Tech Debt and Pragmatism
The judgment test. Can you ship fast when speed matters, say no to over-engineering, AND make the case for paying down debt when it's earning interest - or do you have a single mode?
About this theme
What interviewers are evaluating
- →Do you have all three modes (ship fast, decline gold-plating, pay down debt), or just one?
- →Can you articulate the heuristic you used to decide which mode the situation called for?
- →When you shipped fast and rough, did you flag the debt explicitly and track it - or did you abandon it?
- →When you declined to over-engineer, did you make the case with concrete reasoning about future cost - or just say no?
- →When you paid down debt, did you justify the investment with concrete data, or did you just rewrite because the code was ugly?
- →Did you respect the prior engineers' decisions when paying down debt, or assume they were idiots?
- →At senior+ levels: did you generalize the heuristic into a team norm or planning input?
- →Did the trade-off you made hold up over time, or did the debt become a real problem you had to revisit?
Common prompts
Variations on these are asked at every level. Have a story pre-loaded for at least three of them.
- ?Tell me about a time you shipped something rough on purpose to hit a deadline.
- ?Describe a situation where you declined to over-engineer something.
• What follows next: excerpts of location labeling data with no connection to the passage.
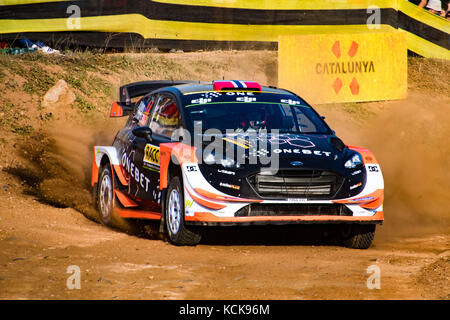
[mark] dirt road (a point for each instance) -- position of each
(39, 242)
(46, 221)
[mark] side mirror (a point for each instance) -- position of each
(143, 132)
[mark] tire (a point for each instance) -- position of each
(105, 196)
(359, 236)
(178, 233)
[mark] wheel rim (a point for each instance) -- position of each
(174, 211)
(105, 196)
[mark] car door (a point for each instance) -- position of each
(163, 120)
(139, 180)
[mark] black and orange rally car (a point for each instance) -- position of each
(196, 154)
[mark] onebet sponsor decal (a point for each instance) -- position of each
(134, 172)
(303, 151)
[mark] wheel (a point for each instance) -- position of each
(359, 236)
(105, 196)
(178, 233)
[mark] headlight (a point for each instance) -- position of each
(354, 161)
(210, 158)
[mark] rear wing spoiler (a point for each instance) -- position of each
(132, 90)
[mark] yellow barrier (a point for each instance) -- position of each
(327, 68)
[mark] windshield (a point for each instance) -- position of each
(251, 112)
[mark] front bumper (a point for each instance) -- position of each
(208, 206)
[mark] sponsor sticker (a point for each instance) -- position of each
(151, 156)
(231, 186)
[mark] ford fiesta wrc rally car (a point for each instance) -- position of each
(191, 155)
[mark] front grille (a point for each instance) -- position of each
(263, 209)
(311, 184)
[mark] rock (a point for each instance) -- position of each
(59, 95)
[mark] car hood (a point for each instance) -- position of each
(290, 150)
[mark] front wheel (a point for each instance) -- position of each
(174, 216)
(105, 196)
(359, 236)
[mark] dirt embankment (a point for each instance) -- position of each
(46, 156)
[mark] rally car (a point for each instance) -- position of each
(198, 154)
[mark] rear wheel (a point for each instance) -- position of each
(105, 196)
(178, 233)
(358, 236)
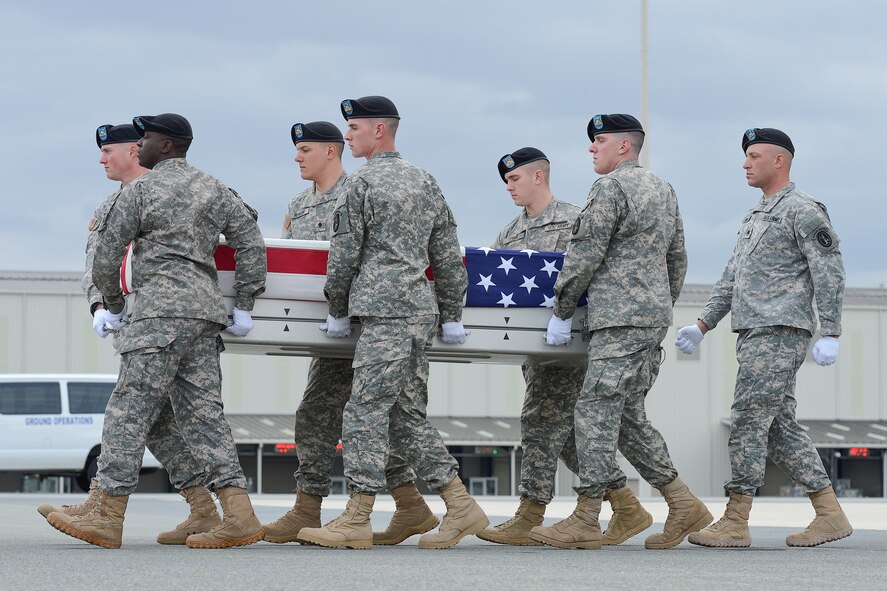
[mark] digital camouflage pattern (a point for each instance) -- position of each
(762, 418)
(547, 427)
(173, 269)
(388, 404)
(627, 250)
(164, 440)
(623, 363)
(93, 295)
(173, 215)
(318, 426)
(389, 226)
(547, 413)
(310, 213)
(548, 232)
(786, 254)
(146, 385)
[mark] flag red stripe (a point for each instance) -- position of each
(287, 260)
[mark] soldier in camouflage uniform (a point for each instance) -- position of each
(547, 415)
(627, 250)
(390, 224)
(319, 146)
(120, 159)
(170, 349)
(787, 254)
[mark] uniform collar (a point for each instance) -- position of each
(384, 155)
(334, 189)
(627, 164)
(170, 163)
(768, 203)
(545, 216)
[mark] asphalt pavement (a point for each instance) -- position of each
(33, 555)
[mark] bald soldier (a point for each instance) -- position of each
(627, 250)
(173, 216)
(551, 390)
(786, 256)
(319, 146)
(391, 224)
(119, 157)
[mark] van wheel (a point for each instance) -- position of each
(85, 477)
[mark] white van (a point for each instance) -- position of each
(51, 424)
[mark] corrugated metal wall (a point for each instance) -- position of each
(51, 332)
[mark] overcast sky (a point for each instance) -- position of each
(472, 81)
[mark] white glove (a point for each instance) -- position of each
(115, 321)
(688, 338)
(337, 328)
(559, 331)
(243, 323)
(98, 322)
(825, 351)
(453, 333)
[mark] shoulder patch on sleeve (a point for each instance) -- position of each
(811, 223)
(341, 221)
(824, 238)
(580, 228)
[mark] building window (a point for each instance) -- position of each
(89, 397)
(483, 486)
(33, 398)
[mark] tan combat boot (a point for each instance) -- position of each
(305, 513)
(88, 503)
(411, 516)
(731, 530)
(351, 529)
(629, 517)
(464, 517)
(516, 531)
(101, 526)
(830, 523)
(686, 514)
(239, 527)
(202, 518)
(581, 530)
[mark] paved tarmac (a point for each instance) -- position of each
(33, 555)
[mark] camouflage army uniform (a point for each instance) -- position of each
(170, 350)
(319, 416)
(391, 223)
(164, 439)
(547, 413)
(787, 254)
(628, 250)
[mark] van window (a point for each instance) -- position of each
(89, 397)
(33, 398)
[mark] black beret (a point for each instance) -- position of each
(767, 135)
(116, 134)
(612, 124)
(316, 131)
(518, 158)
(369, 107)
(168, 124)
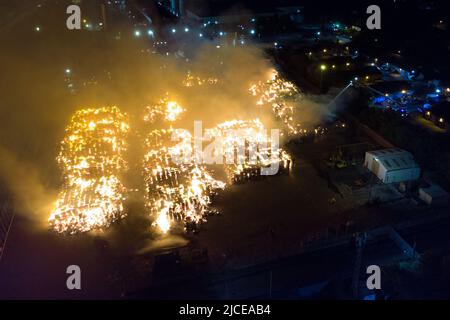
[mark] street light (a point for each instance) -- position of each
(323, 67)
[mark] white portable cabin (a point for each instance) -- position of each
(392, 165)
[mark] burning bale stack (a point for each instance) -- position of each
(92, 161)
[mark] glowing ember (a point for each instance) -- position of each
(175, 192)
(257, 146)
(91, 159)
(166, 110)
(281, 96)
(192, 80)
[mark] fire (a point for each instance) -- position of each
(166, 109)
(175, 192)
(281, 96)
(252, 136)
(192, 80)
(91, 160)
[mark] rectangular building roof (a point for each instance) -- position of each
(394, 159)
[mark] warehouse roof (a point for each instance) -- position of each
(394, 159)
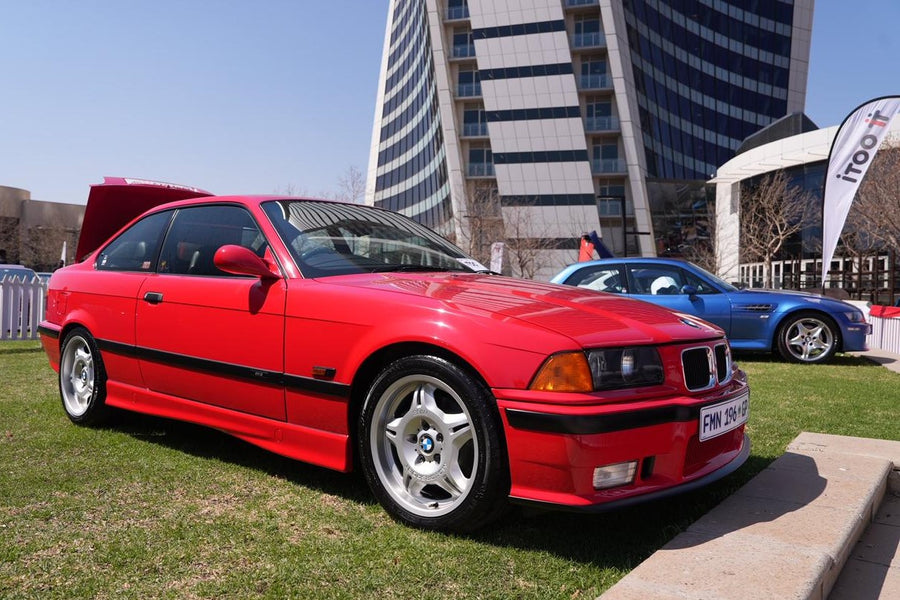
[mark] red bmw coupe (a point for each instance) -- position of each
(344, 335)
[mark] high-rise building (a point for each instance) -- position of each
(537, 121)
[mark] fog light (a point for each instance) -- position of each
(614, 475)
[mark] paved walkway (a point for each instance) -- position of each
(821, 522)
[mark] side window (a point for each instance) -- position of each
(136, 248)
(197, 232)
(702, 286)
(657, 280)
(600, 278)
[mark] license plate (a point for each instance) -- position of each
(723, 417)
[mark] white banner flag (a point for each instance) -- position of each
(853, 149)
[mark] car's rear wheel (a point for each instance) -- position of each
(808, 338)
(431, 445)
(82, 378)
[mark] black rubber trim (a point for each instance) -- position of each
(728, 469)
(193, 363)
(582, 425)
(51, 333)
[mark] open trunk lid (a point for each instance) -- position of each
(118, 200)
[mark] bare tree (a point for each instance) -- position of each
(41, 246)
(771, 213)
(9, 240)
(482, 223)
(526, 240)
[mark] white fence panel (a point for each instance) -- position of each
(21, 308)
(885, 334)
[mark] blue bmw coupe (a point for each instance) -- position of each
(801, 327)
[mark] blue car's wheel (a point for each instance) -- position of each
(808, 337)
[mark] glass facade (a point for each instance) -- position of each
(411, 175)
(693, 79)
(708, 74)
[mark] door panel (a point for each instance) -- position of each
(217, 340)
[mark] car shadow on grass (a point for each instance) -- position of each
(619, 539)
(205, 442)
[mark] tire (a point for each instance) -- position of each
(808, 337)
(431, 446)
(82, 379)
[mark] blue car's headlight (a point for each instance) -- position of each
(625, 367)
(855, 316)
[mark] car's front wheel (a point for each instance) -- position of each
(431, 445)
(82, 378)
(807, 338)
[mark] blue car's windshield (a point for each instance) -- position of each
(717, 280)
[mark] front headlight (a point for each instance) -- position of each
(564, 372)
(625, 367)
(855, 316)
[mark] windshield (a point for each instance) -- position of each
(20, 273)
(328, 239)
(717, 280)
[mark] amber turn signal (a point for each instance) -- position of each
(565, 372)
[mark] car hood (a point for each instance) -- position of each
(117, 201)
(590, 318)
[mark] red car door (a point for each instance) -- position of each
(206, 335)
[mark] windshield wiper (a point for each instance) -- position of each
(413, 268)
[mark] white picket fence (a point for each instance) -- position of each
(885, 334)
(22, 305)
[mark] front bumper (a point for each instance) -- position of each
(554, 449)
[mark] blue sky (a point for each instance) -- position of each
(240, 96)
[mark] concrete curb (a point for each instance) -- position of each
(785, 534)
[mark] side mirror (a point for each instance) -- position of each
(690, 290)
(241, 261)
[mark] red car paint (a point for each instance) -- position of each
(284, 361)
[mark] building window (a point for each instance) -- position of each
(463, 45)
(469, 82)
(481, 162)
(606, 159)
(588, 33)
(457, 9)
(598, 115)
(593, 74)
(474, 121)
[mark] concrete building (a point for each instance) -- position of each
(32, 232)
(797, 148)
(547, 119)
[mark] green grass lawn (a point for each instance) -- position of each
(149, 508)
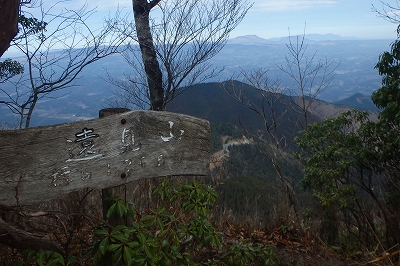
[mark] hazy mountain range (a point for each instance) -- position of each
(355, 76)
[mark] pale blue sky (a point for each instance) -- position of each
(272, 18)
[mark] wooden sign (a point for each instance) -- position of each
(43, 163)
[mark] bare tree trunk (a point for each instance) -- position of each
(9, 11)
(141, 11)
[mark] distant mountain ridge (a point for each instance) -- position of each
(358, 101)
(211, 102)
(255, 40)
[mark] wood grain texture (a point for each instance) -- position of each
(43, 163)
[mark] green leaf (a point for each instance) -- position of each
(111, 210)
(127, 256)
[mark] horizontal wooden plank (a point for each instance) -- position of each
(43, 163)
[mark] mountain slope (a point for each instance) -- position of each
(210, 101)
(358, 101)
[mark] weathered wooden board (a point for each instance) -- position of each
(45, 162)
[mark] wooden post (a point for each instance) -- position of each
(118, 191)
(43, 163)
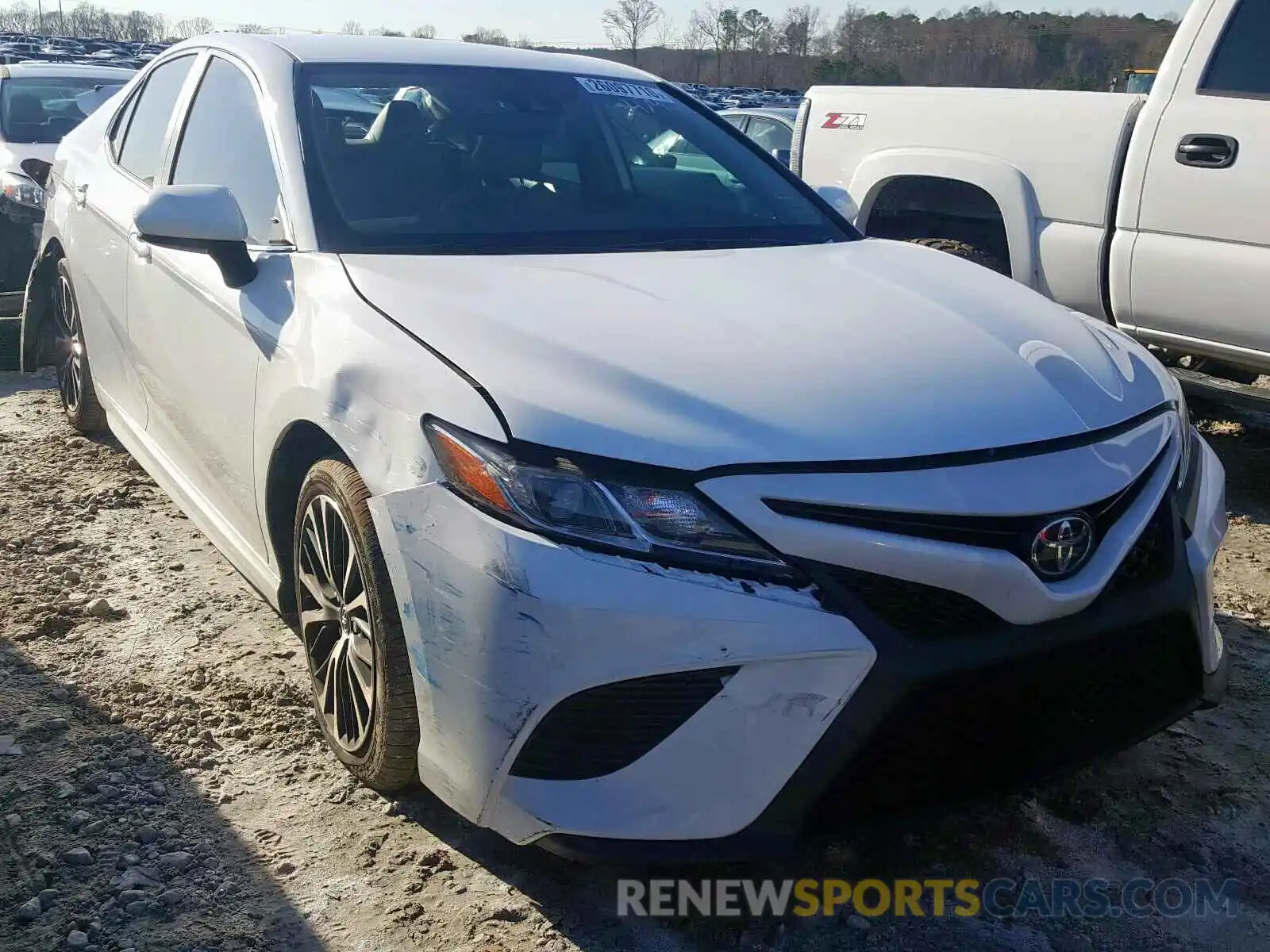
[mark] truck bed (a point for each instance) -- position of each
(1067, 144)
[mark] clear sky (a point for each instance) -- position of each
(563, 22)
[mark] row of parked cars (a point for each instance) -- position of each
(584, 522)
(719, 98)
(27, 48)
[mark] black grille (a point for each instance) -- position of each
(598, 731)
(930, 612)
(1010, 533)
(1151, 560)
(916, 609)
(973, 734)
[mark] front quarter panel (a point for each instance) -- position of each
(336, 362)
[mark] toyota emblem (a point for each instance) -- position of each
(1064, 546)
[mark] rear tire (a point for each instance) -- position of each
(962, 249)
(359, 664)
(74, 374)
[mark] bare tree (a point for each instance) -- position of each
(755, 25)
(629, 23)
(798, 29)
(484, 35)
(192, 27)
(664, 33)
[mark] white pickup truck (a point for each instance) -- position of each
(1149, 211)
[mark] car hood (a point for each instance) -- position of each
(856, 351)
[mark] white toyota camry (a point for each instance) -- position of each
(635, 505)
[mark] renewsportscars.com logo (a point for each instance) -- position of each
(999, 899)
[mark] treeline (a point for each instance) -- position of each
(976, 48)
(87, 19)
(749, 48)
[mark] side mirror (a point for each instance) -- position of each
(203, 219)
(841, 201)
(37, 171)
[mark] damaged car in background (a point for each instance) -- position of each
(40, 103)
(616, 545)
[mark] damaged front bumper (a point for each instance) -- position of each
(613, 708)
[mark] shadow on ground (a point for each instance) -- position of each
(105, 844)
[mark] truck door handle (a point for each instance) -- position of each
(1208, 152)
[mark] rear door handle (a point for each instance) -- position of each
(1208, 152)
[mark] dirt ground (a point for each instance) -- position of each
(163, 785)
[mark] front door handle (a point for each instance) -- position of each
(141, 249)
(1208, 152)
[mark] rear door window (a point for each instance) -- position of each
(144, 141)
(1241, 65)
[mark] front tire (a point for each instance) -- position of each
(74, 374)
(359, 666)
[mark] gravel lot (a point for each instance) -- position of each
(163, 785)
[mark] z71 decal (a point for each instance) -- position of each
(845, 121)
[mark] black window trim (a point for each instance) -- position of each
(177, 136)
(182, 101)
(1212, 61)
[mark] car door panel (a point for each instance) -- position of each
(102, 198)
(198, 342)
(1202, 258)
(99, 201)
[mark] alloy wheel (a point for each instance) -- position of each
(336, 625)
(69, 346)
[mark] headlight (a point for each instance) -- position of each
(629, 513)
(22, 190)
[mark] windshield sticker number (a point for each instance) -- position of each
(626, 90)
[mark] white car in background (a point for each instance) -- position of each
(40, 103)
(614, 543)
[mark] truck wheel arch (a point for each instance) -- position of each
(946, 182)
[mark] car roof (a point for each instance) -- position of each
(775, 113)
(340, 48)
(64, 70)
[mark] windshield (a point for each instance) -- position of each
(480, 160)
(44, 109)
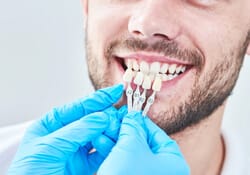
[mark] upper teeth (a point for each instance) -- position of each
(166, 71)
(147, 76)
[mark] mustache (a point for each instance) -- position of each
(167, 48)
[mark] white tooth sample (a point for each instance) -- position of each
(170, 77)
(129, 94)
(164, 68)
(129, 63)
(155, 67)
(183, 69)
(172, 68)
(128, 75)
(138, 81)
(150, 101)
(135, 65)
(146, 82)
(157, 84)
(164, 77)
(139, 78)
(151, 76)
(144, 67)
(178, 69)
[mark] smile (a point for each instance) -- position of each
(148, 73)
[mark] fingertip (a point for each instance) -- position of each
(114, 92)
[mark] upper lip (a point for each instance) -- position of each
(152, 57)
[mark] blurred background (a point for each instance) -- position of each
(42, 62)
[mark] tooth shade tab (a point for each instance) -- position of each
(164, 68)
(157, 84)
(172, 68)
(155, 67)
(146, 82)
(139, 78)
(135, 65)
(144, 67)
(178, 69)
(129, 63)
(128, 75)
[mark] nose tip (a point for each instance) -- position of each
(153, 22)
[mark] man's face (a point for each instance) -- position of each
(208, 37)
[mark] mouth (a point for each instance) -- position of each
(146, 75)
(168, 70)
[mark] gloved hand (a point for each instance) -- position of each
(143, 148)
(60, 142)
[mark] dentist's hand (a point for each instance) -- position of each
(143, 148)
(60, 142)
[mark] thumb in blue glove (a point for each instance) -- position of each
(59, 143)
(143, 148)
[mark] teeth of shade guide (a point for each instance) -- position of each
(164, 77)
(155, 67)
(138, 78)
(178, 69)
(172, 68)
(164, 68)
(144, 67)
(157, 84)
(129, 63)
(128, 75)
(183, 69)
(146, 82)
(135, 65)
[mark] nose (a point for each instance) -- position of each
(152, 19)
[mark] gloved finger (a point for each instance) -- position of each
(122, 112)
(60, 117)
(158, 140)
(105, 142)
(132, 132)
(103, 145)
(95, 160)
(64, 142)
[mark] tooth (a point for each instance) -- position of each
(183, 69)
(135, 65)
(146, 82)
(170, 77)
(157, 84)
(129, 94)
(164, 68)
(129, 63)
(172, 68)
(164, 77)
(152, 76)
(144, 67)
(138, 78)
(155, 67)
(128, 75)
(178, 69)
(150, 101)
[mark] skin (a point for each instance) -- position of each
(216, 32)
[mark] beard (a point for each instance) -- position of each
(210, 88)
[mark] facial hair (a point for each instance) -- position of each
(207, 94)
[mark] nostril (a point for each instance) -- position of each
(162, 36)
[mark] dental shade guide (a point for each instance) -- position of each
(156, 88)
(127, 77)
(138, 81)
(147, 77)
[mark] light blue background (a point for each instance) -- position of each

How did you make the call?
- ?Walk me through a time you justified paying down significant tech debt.
- ?Tell me about a time you disagreed with a teammate about whether to ship fast or do it right.
- ?Describe a time the rough version you shipped came back to bite you.
- ?Walk me through how you decide between the quick fix and the proper fix.
- ?Tell me about a time you inherited a system with significant debt. What did you do?
- ?Describe a time you had to push back on a refactoring proposal that wasn't worth doing.
Sample STAR answers
Both strong and weak examples, with notes on what makes each work (or fail). Read the weak examples carefully - the patterns they show up are the ones interviewers are trained to spot.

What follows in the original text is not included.